Jack Dorsey, CEO of Square and CEO of Twitter, speaks during an interview November 19, 2015. REUTERS/Lucas Jackson/Files - S1AETQMEWKAB
Reuters/Lucas Jackson/
Twitter and Square founder Jack Dorsey is getting deeper into bitcoin.
Joon Ian Wong
By Joon Ian Wong

Technology Reporter

This article is more than 2 years old.

A proposal to speed up bitcoin’s transactions has received a boost from Jack Dorsey. The Twitter and Square founder is among the new investors in Lightning Labs, a startup that today announced it raised $2.5 million and released a beta version of its technology.

Dorsey has increased his involvement in the cryptocurrency world in recent months, and he has been reaping the benefits. In November, Square announced that it would let users buy and sell bitcoin on its Cash app. Square’s stock price promptly soared—although the price of bitcoin hasn’t fared as well. This is Dorsey’s first investment in a cryptocurrency company, according to data provider Crunchbase.
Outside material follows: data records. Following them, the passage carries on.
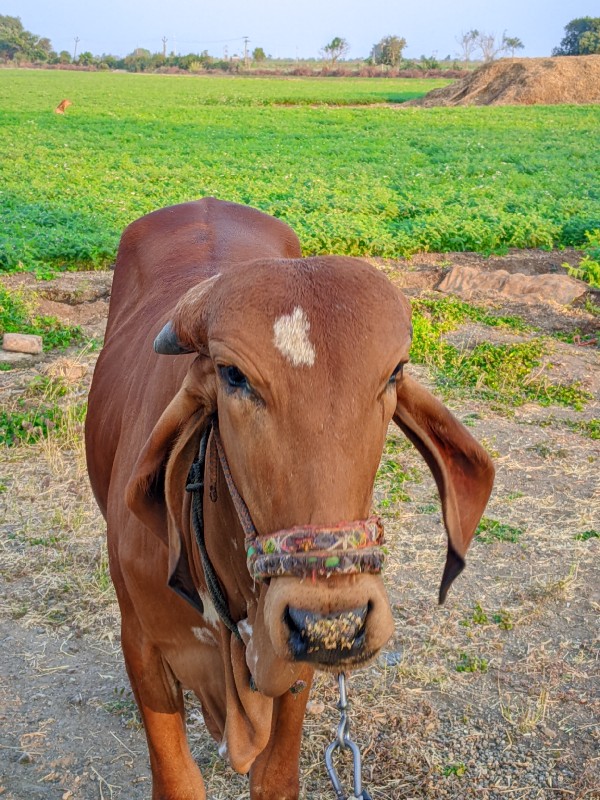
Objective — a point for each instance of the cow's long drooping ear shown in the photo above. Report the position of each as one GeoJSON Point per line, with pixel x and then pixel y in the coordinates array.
{"type": "Point", "coordinates": [462, 469]}
{"type": "Point", "coordinates": [144, 493]}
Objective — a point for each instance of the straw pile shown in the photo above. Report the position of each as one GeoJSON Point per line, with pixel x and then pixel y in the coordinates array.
{"type": "Point", "coordinates": [523, 81]}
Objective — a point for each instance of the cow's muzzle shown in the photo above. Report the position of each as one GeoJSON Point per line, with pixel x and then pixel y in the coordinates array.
{"type": "Point", "coordinates": [327, 638]}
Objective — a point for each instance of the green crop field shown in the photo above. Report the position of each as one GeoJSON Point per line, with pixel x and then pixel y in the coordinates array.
{"type": "Point", "coordinates": [340, 160]}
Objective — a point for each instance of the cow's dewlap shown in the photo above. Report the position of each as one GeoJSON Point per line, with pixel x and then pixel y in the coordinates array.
{"type": "Point", "coordinates": [291, 338]}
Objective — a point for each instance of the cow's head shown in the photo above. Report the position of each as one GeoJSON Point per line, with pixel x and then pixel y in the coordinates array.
{"type": "Point", "coordinates": [302, 361]}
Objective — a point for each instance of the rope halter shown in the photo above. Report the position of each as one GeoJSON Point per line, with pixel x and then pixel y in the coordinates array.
{"type": "Point", "coordinates": [305, 550]}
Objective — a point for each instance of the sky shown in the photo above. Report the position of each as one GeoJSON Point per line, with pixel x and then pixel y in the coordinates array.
{"type": "Point", "coordinates": [292, 28]}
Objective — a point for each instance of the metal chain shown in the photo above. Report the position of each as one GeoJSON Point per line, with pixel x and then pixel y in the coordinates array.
{"type": "Point", "coordinates": [344, 742]}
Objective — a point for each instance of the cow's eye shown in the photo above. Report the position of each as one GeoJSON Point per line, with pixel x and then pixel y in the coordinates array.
{"type": "Point", "coordinates": [234, 378]}
{"type": "Point", "coordinates": [397, 373]}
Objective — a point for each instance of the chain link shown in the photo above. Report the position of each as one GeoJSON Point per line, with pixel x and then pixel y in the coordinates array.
{"type": "Point", "coordinates": [344, 742]}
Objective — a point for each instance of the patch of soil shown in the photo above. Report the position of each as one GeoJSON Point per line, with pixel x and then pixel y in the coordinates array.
{"type": "Point", "coordinates": [522, 81]}
{"type": "Point", "coordinates": [495, 695]}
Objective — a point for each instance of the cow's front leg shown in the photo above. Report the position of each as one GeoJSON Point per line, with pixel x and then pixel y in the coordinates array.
{"type": "Point", "coordinates": [275, 773]}
{"type": "Point", "coordinates": [175, 775]}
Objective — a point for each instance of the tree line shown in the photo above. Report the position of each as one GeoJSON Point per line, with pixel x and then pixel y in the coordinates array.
{"type": "Point", "coordinates": [17, 45]}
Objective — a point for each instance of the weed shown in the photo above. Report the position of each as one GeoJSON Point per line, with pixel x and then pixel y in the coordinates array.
{"type": "Point", "coordinates": [479, 616]}
{"type": "Point", "coordinates": [459, 770]}
{"type": "Point", "coordinates": [586, 535]}
{"type": "Point", "coordinates": [525, 715]}
{"type": "Point", "coordinates": [16, 316]}
{"type": "Point", "coordinates": [392, 477]}
{"type": "Point", "coordinates": [429, 508]}
{"type": "Point", "coordinates": [29, 425]}
{"type": "Point", "coordinates": [468, 663]}
{"type": "Point", "coordinates": [503, 620]}
{"type": "Point", "coordinates": [588, 269]}
{"type": "Point", "coordinates": [47, 387]}
{"type": "Point", "coordinates": [503, 373]}
{"type": "Point", "coordinates": [490, 530]}
{"type": "Point", "coordinates": [342, 177]}
{"type": "Point", "coordinates": [589, 428]}
{"type": "Point", "coordinates": [545, 451]}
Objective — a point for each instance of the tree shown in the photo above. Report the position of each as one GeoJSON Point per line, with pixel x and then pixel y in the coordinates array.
{"type": "Point", "coordinates": [336, 48]}
{"type": "Point", "coordinates": [18, 44]}
{"type": "Point", "coordinates": [582, 37]}
{"type": "Point", "coordinates": [86, 59]}
{"type": "Point", "coordinates": [139, 60]}
{"type": "Point", "coordinates": [489, 45]}
{"type": "Point", "coordinates": [512, 43]}
{"type": "Point", "coordinates": [388, 51]}
{"type": "Point", "coordinates": [469, 42]}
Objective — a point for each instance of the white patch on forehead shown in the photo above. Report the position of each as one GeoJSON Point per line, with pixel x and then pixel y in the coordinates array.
{"type": "Point", "coordinates": [245, 630]}
{"type": "Point", "coordinates": [205, 636]}
{"type": "Point", "coordinates": [210, 612]}
{"type": "Point", "coordinates": [291, 338]}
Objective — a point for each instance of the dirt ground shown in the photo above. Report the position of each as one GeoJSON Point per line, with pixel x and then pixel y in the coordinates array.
{"type": "Point", "coordinates": [494, 696]}
{"type": "Point", "coordinates": [522, 81]}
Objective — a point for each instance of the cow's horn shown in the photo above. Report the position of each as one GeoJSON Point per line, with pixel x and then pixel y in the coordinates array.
{"type": "Point", "coordinates": [167, 343]}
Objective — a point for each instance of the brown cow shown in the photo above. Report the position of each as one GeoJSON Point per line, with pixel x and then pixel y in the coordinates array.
{"type": "Point", "coordinates": [62, 106]}
{"type": "Point", "coordinates": [297, 366]}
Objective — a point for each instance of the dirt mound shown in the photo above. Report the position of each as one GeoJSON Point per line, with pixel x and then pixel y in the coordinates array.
{"type": "Point", "coordinates": [522, 81]}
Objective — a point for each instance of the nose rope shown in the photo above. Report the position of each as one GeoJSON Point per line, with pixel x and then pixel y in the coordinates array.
{"type": "Point", "coordinates": [304, 550]}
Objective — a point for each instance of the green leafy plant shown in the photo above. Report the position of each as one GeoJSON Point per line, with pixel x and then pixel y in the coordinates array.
{"type": "Point", "coordinates": [371, 180]}
{"type": "Point", "coordinates": [29, 425]}
{"type": "Point", "coordinates": [16, 316]}
{"type": "Point", "coordinates": [586, 535]}
{"type": "Point", "coordinates": [469, 663]}
{"type": "Point", "coordinates": [491, 530]}
{"type": "Point", "coordinates": [588, 269]}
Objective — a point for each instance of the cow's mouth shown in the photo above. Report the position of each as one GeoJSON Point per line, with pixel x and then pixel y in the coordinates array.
{"type": "Point", "coordinates": [328, 640]}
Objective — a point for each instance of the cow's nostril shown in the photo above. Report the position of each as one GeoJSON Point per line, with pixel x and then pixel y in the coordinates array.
{"type": "Point", "coordinates": [326, 639]}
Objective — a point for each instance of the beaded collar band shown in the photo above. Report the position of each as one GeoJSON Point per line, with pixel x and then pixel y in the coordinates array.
{"type": "Point", "coordinates": [304, 550]}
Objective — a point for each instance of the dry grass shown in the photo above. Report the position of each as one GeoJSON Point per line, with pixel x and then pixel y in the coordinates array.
{"type": "Point", "coordinates": [522, 81]}
{"type": "Point", "coordinates": [495, 695]}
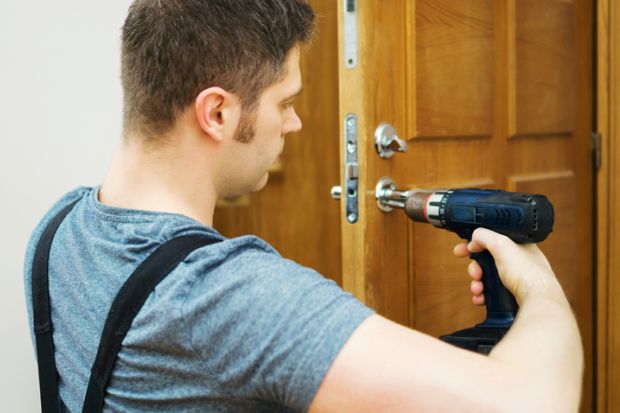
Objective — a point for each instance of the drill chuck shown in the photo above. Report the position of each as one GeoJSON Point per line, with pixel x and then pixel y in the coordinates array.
{"type": "Point", "coordinates": [525, 218]}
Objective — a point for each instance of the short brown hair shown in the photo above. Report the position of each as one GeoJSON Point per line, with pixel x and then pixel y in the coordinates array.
{"type": "Point", "coordinates": [174, 49]}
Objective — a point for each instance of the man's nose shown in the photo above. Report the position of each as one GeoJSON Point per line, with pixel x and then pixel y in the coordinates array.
{"type": "Point", "coordinates": [294, 123]}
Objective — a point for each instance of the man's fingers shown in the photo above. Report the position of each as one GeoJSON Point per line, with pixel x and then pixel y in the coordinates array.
{"type": "Point", "coordinates": [478, 299]}
{"type": "Point", "coordinates": [476, 287]}
{"type": "Point", "coordinates": [461, 250]}
{"type": "Point", "coordinates": [474, 270]}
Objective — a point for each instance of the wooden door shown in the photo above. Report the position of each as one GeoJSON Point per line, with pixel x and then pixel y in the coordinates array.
{"type": "Point", "coordinates": [488, 93]}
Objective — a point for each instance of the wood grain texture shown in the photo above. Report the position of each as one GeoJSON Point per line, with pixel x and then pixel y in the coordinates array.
{"type": "Point", "coordinates": [501, 129]}
{"type": "Point", "coordinates": [608, 197]}
{"type": "Point", "coordinates": [605, 397]}
{"type": "Point", "coordinates": [545, 66]}
{"type": "Point", "coordinates": [295, 212]}
{"type": "Point", "coordinates": [454, 46]}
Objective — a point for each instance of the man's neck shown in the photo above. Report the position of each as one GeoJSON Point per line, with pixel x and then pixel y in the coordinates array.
{"type": "Point", "coordinates": [168, 178]}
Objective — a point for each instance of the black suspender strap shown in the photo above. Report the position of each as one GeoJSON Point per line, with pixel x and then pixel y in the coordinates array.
{"type": "Point", "coordinates": [42, 318]}
{"type": "Point", "coordinates": [124, 309]}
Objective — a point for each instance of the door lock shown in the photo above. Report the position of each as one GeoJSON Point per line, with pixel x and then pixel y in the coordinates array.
{"type": "Point", "coordinates": [387, 141]}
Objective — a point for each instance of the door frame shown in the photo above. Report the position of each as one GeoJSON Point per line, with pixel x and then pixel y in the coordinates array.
{"type": "Point", "coordinates": [607, 202]}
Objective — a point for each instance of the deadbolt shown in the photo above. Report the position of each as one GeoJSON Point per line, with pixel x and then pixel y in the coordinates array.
{"type": "Point", "coordinates": [387, 141]}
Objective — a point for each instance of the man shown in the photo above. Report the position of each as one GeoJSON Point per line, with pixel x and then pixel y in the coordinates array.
{"type": "Point", "coordinates": [209, 87]}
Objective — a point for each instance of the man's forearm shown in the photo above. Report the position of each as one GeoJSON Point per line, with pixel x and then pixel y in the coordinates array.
{"type": "Point", "coordinates": [543, 352]}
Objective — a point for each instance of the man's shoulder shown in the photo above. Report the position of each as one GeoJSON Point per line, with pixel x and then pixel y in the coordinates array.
{"type": "Point", "coordinates": [63, 202]}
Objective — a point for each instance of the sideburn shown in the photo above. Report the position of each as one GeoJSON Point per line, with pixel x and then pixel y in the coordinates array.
{"type": "Point", "coordinates": [247, 124]}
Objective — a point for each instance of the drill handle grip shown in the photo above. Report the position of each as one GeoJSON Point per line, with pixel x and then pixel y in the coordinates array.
{"type": "Point", "coordinates": [500, 303]}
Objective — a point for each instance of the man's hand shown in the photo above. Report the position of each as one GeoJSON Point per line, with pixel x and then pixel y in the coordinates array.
{"type": "Point", "coordinates": [523, 268]}
{"type": "Point", "coordinates": [537, 367]}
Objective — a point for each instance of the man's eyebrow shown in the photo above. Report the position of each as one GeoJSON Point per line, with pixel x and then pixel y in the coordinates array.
{"type": "Point", "coordinates": [294, 95]}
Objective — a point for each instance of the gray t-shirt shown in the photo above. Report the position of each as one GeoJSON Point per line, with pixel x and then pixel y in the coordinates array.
{"type": "Point", "coordinates": [234, 328]}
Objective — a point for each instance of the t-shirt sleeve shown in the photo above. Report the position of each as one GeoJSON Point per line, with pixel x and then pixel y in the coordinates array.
{"type": "Point", "coordinates": [267, 328]}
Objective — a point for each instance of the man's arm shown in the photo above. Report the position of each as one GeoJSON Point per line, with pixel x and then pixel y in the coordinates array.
{"type": "Point", "coordinates": [537, 367]}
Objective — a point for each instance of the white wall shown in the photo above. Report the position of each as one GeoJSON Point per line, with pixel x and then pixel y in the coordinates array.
{"type": "Point", "coordinates": [60, 120]}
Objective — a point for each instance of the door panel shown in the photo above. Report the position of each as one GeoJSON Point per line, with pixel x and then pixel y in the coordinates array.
{"type": "Point", "coordinates": [487, 94]}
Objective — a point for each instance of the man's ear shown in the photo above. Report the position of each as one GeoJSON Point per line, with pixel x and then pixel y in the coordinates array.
{"type": "Point", "coordinates": [217, 112]}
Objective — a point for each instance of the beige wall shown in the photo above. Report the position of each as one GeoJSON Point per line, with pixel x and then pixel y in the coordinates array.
{"type": "Point", "coordinates": [59, 123]}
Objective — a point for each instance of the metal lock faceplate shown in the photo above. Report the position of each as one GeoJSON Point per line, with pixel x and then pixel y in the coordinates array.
{"type": "Point", "coordinates": [351, 172]}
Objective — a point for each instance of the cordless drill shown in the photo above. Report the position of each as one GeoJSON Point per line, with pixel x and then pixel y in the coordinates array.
{"type": "Point", "coordinates": [525, 218]}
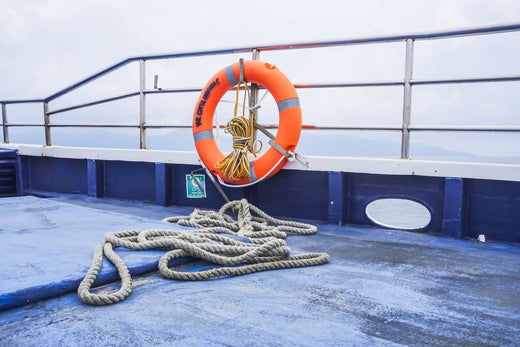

Dorsey’s investment, which he made in a personal capacity, goes to the heart of a debate that has raged in the bitcoin world for years. One camp wants bitcoin to retain many of its current features, making it something like digital gold. The downside is that bitcoin is only capable of only a handful of transactions a second, which makes it a pretty poor method of payment. This is why another camp wants bitcoin to lift its “block size,” allowing it to immediately process many more transactions.

Things came to a head last year as bitcoin transaction fees skyrocketed to nearly $50 per transaction at its peak. Fees have come down significantly since then, thanks to a partial fix called “Segregated Witness.” Even that didn’t stop the creation of a bitcoin offshoot called “bitcoin cash” in August. Bitcoin cash offers its users a much higher block-size limit.

Lightning Labs is developing a technology that could strike a compromise between the two camps. It’s working on something called the Lightning Network, which would be an additional layer of transactions that sit atop the bitcoin network. The system would preserve bitcoin’s gold-like features by leaving the block-size limit untouched, but would simultaneously enable a larger volume of payments to take place.

The Lightning Network is an open-source protocol, although much of the attention around its development is driven by Lightning Labs. Two firms called Blockstream and Acinq also contribute to the project. Lightning Labs writes a piece of software called the Lightning Network Daemon that lets developers interact with the protocol. The firm says the latest software release has been widely tested for more than year and can now be used on real bitcoin or litecoin transactions instead of a test network where users have been experimenting so far. Still, it recommends against sending large amounts of cryptocurrency with its software for now.

Correction: An earlier version of this post said Lightning Labs was responsible for most of Lightning Network’s development; it is one of three major contributors.